Food & Drink Magazine

Templeton Rye Squeeze Play

By Weliketocook @welike2cook
We have long been fans of “America’s team,” the Atlanta Braves, so named because the team's games were broadcast on the nationally-accessible TBS from the 1970s until 2007, giving the team a nationwide fanbase. Each year we begin the baseball season early by watching Spring Training games played in Florida’s Grapefruit League. Our beloved Atlanta Braves, who have been training in Florida since 1906, moved to their current home in Disney’s ESPN Wide World of Sports Complex in 1998.
Templeton Rye Squeeze PlayWhat is the Grapefruit League, you ask?
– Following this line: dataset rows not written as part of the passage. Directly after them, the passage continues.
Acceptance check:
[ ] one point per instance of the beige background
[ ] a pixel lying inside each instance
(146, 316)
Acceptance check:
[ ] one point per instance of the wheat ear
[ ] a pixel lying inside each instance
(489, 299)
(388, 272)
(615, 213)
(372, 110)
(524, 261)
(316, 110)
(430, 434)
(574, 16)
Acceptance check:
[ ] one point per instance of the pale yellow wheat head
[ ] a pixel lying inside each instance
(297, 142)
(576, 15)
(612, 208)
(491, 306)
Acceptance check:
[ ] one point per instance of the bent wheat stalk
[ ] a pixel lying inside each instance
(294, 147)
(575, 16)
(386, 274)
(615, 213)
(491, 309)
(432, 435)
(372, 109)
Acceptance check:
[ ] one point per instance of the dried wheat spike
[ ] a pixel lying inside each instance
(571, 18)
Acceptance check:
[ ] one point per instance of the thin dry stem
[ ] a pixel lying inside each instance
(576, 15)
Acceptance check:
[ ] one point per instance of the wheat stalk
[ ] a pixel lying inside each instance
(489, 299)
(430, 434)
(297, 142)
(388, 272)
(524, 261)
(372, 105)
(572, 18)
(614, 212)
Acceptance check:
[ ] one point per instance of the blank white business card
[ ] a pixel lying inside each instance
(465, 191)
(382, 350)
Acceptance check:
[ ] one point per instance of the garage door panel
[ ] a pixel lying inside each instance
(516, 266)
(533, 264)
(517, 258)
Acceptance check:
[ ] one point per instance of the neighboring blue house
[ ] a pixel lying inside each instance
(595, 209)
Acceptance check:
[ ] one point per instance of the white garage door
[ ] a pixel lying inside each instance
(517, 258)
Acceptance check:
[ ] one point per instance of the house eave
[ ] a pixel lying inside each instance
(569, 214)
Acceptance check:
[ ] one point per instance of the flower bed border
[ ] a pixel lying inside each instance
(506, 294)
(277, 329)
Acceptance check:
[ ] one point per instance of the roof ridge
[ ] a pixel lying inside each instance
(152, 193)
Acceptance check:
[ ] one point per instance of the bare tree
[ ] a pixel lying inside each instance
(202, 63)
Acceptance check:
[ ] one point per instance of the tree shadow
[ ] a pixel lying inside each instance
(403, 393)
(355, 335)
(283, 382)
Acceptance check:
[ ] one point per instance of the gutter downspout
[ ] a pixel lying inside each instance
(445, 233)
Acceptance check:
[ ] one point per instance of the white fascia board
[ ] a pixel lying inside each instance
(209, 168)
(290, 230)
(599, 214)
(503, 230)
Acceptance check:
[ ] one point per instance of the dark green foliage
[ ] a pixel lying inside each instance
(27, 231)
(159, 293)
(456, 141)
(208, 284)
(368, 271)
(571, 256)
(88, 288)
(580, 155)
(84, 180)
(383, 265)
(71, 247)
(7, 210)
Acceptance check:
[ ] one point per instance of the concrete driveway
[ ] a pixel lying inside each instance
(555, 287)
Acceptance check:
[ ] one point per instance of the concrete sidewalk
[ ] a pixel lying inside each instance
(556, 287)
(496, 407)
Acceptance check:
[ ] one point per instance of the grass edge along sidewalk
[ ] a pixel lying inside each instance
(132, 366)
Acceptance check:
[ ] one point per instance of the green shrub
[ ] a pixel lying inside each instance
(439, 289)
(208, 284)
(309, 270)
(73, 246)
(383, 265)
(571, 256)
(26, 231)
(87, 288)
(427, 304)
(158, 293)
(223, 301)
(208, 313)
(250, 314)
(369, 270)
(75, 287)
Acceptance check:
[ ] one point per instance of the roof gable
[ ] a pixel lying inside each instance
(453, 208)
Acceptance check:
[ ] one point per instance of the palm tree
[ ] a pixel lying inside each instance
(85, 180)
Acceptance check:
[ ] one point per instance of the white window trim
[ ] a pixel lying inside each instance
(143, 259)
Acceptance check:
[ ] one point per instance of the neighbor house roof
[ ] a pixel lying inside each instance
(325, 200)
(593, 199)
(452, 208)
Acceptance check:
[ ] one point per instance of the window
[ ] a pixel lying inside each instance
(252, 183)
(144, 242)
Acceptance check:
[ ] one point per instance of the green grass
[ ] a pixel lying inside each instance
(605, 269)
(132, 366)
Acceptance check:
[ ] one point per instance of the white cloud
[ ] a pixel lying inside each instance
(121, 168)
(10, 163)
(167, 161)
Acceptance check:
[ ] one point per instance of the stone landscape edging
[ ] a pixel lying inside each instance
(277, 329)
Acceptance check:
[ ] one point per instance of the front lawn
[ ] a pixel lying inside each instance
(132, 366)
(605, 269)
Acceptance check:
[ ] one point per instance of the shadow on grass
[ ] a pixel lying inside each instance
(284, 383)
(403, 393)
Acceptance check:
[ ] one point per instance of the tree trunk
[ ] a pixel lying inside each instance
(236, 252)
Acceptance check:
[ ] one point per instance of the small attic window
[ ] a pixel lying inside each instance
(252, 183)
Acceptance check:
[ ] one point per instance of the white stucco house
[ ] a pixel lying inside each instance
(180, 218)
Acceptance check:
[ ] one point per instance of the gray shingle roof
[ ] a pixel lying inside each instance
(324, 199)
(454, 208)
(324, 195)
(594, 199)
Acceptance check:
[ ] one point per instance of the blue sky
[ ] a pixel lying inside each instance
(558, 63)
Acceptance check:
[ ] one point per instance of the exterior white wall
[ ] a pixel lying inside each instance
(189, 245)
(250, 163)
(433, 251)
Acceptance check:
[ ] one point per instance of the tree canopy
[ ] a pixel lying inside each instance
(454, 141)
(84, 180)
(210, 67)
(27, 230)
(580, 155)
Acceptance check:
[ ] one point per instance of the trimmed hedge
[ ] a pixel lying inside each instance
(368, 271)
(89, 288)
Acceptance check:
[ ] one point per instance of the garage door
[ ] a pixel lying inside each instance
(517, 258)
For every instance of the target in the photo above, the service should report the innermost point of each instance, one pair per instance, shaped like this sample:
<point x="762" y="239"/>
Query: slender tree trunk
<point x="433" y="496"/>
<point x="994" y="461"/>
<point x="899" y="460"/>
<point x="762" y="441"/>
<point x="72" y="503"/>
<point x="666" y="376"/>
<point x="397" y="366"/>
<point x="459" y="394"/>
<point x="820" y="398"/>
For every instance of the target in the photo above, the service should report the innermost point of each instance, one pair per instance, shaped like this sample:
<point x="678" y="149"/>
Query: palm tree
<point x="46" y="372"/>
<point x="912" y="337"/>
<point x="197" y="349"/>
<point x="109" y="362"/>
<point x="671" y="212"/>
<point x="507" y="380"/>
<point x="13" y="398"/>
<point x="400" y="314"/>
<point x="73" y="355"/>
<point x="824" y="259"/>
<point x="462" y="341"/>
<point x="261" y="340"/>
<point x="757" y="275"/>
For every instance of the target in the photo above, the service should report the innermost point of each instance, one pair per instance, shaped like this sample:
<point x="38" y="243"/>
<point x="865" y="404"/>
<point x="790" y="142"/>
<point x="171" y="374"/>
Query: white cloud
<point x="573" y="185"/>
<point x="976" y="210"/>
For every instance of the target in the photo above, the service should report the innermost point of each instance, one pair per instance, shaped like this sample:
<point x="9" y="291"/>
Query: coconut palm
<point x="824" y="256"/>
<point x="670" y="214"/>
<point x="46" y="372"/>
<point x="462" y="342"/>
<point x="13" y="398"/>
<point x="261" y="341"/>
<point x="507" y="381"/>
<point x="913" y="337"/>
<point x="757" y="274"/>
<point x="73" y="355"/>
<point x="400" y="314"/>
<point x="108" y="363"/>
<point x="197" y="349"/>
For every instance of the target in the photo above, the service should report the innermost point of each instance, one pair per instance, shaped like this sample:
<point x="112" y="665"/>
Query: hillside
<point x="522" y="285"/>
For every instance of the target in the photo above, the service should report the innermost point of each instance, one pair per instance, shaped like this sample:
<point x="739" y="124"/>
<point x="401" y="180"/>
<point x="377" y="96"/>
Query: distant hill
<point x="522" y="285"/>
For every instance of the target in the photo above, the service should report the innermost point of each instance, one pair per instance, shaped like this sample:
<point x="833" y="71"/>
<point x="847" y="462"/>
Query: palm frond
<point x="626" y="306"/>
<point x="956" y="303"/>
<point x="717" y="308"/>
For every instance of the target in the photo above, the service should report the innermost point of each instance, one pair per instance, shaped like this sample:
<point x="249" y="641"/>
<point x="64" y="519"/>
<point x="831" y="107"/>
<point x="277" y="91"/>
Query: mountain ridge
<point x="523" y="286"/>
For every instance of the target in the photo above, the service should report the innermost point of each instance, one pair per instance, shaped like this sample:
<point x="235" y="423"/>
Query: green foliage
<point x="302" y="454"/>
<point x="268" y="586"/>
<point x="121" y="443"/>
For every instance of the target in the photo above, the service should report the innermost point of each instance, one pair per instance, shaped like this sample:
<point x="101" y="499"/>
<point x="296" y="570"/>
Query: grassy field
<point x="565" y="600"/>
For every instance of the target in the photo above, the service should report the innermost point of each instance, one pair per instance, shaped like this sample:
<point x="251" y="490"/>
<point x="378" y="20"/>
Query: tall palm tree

In 1915, aviator Ruth Law threw the grapefruit from her airplane to then Brooklyn Dodgers manager, Wilbert Robinson. When Robinson tried to catch it, the grapefruit exploded in his face. This became the accepted version of how the "Grapefruit League" got its name. That same year, the Philadelphia Phillies began training in Sunshine Park. When they won 14 of their first 15 games of the 1915 season and went on to win the National League pennant, Florida's reputation as the nation's premier training ground was sealed and in the years leading up to the great Florida boom of the 1920s, the famous Grapefruit League took shape.
What better way to honor the Grapefruit League and our beloved Braves than a citrus-inspired cocktail with grapefruit juice (of course) and some “good stuff.” Templeton Rye, officially labeled as “The Good Stuff,” and the whiskey of choice for the infamous Al Capone (who was also a baseball fan!) seems the perfect addition to this baseball-inspired adult beverage.
Templeton Rye Squeeze Play
Squeeze Play Cocktail
2 oz. Templeton rye
2 oz. grapefruit juice
1 tablespoon lemon oleo-saccharum
Flamed orange peel
Flame orange peel by squeezing the peel over a lit match and strongly pressing out a lot of oil quickly. Rub the peel around the rim of the glass and coat the rim with sugar. Drop the twist into the glass.
Shake rye and grapefruit juice together with crushed ice, and pour into the glass before garnishing with lemon balm or thyme.